Final answer:
Under the new conditions of 0.45 L and 340°C, the pressure of the carbon dioxide gas sample is approximately 9350.192 mmHg. This can be calculated using the combined gas law equation and converting the result from atm to mmHg.
Step-by-step explanation:
Under the new conditions of 0.45 L and 340°C, we can use the combined gas law to calculate the pressure of the gas sample.
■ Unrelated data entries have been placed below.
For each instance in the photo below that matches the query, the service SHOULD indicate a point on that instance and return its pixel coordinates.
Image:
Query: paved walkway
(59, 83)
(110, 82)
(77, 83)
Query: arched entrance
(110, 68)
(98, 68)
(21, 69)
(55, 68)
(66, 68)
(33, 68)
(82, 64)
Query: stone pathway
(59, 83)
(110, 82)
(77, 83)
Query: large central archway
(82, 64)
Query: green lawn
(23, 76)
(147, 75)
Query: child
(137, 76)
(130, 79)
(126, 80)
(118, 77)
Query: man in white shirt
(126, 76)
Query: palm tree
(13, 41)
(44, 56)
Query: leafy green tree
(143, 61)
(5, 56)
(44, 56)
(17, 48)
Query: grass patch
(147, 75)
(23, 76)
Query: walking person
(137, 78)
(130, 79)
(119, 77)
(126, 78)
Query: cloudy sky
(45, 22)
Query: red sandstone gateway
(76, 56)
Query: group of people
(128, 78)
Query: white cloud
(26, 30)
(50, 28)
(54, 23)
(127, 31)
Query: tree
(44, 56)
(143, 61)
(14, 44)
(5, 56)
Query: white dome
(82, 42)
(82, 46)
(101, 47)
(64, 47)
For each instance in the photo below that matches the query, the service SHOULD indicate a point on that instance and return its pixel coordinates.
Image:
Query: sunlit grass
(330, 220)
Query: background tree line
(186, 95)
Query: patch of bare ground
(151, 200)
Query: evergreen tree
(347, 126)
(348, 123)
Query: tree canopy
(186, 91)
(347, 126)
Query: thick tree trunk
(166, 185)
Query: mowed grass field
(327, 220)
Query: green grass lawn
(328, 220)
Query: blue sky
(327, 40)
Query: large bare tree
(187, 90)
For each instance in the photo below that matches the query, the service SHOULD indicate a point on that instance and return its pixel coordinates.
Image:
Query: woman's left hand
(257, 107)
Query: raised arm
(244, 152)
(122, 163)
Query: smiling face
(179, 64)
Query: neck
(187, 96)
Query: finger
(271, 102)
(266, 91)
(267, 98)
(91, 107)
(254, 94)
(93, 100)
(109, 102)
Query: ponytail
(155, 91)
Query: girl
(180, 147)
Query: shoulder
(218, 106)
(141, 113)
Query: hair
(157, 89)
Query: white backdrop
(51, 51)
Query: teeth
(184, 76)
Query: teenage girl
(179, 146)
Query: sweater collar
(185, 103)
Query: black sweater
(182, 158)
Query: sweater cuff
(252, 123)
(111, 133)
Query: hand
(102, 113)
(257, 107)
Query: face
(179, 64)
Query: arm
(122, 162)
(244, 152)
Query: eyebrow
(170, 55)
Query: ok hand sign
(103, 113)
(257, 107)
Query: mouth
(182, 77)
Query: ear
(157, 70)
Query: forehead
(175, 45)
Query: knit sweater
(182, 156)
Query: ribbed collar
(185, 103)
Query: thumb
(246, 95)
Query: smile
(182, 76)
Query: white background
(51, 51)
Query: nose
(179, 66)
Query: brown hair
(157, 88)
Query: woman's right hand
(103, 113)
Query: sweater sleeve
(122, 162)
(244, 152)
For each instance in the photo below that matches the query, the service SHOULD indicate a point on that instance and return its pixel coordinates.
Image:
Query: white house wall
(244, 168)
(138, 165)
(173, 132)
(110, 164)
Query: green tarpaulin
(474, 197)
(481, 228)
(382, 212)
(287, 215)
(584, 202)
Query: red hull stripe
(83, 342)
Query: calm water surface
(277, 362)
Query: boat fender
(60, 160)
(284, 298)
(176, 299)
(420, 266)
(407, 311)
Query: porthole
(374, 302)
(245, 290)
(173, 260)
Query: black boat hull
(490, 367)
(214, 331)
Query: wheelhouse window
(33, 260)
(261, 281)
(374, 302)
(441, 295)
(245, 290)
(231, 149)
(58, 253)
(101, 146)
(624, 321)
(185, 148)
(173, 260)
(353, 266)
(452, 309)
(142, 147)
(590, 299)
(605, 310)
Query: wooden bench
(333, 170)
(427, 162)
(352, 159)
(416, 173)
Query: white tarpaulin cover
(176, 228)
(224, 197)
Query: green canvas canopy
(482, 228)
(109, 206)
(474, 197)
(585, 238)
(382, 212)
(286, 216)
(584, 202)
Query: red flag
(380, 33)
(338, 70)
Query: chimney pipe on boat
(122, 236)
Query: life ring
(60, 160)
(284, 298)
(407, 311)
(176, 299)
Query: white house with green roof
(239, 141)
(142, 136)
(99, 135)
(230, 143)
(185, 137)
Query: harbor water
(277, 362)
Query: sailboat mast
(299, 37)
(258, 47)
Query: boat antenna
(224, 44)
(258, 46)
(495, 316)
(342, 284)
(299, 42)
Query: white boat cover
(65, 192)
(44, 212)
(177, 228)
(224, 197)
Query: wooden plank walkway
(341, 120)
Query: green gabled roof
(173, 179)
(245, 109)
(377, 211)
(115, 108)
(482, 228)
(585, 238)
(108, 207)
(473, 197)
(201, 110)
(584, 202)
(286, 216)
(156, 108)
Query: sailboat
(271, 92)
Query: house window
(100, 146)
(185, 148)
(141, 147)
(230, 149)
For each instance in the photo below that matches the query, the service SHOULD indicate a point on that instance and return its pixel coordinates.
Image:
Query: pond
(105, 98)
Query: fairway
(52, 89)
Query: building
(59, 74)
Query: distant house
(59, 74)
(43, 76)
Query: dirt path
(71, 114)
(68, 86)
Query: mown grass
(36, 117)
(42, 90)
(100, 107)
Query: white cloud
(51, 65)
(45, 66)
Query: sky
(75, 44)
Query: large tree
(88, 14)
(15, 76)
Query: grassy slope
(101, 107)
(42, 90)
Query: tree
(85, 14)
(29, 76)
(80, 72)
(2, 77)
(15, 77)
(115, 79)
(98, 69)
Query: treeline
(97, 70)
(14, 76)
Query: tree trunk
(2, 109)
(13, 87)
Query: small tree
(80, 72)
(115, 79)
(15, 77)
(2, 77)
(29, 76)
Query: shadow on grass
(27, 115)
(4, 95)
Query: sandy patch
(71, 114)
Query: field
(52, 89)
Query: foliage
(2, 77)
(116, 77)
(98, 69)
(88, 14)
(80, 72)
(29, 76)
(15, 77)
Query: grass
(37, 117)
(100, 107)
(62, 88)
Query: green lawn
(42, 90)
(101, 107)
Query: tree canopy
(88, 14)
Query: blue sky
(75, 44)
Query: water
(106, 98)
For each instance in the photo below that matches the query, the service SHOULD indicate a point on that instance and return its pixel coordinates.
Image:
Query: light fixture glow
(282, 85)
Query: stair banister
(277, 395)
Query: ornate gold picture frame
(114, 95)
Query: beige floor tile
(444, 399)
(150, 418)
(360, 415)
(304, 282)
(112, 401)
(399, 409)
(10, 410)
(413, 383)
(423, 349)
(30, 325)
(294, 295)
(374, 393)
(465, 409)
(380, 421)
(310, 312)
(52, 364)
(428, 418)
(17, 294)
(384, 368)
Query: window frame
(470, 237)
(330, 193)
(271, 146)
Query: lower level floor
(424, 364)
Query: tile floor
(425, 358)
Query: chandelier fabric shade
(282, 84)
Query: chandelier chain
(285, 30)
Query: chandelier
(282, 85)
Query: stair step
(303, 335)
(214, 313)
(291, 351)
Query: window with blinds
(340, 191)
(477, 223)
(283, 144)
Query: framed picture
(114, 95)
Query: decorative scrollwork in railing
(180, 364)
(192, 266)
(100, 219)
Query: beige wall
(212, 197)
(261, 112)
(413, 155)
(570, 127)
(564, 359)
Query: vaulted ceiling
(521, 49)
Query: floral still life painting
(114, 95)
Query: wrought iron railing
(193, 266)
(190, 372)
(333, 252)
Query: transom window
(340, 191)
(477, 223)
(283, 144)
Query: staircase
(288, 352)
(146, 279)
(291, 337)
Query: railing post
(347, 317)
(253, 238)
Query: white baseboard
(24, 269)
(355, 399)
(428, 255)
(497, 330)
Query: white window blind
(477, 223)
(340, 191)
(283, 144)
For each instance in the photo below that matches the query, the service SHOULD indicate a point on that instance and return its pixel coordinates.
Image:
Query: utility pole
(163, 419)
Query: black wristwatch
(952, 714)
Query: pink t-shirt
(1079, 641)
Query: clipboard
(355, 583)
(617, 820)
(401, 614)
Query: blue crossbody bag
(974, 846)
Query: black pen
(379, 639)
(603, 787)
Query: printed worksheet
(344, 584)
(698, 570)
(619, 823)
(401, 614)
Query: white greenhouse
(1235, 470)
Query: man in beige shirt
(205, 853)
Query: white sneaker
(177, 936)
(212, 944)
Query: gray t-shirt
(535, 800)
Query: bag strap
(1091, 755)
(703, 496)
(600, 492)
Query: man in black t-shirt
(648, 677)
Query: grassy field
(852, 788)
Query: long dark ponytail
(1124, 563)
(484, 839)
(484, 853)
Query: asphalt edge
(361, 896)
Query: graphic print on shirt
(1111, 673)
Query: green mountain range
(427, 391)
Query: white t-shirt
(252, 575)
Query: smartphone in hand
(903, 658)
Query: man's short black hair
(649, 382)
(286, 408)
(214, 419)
The combined gas law states that, for a given amount of gas, the product of the initial pressure and volume divided by the initial temperature is equal to the product of the final pressure and volume divided by the final temperature.
Using the given values:
- Initial pressure (P1) = 1 atm
- Initial volume (V1) = 2.8 L
- Initial temperature (T1) = 0°C (273 K)
- Final volume (V2) = 0.45 L
- Final temperature (T2) = 340°C (613 K)
Plugging in the values to the combined gas law equation, we have:
P1 * V1 / T1 = P2 * V2 / T2
Solving for P2 (the final pressure), we get:
P2 = (P1 * V1 * T2) / (V2 * T1)
Substituting the values, we get:
P2 = (1 atm * 2.8 L * 613 K) / (0.45 L * 273 K)
P2 ≈ 12.292 atm
Since the pressure is often expressed in mmHg, we can convert 12.292 atm to mmHg by multiplying it by 760 mmHg/atm:
P2 ≈ 9350.192 mmHg
Therefore, the pressure of the carbon dioxide gas sample under the new conditions is approximately 9350.192 mmHg.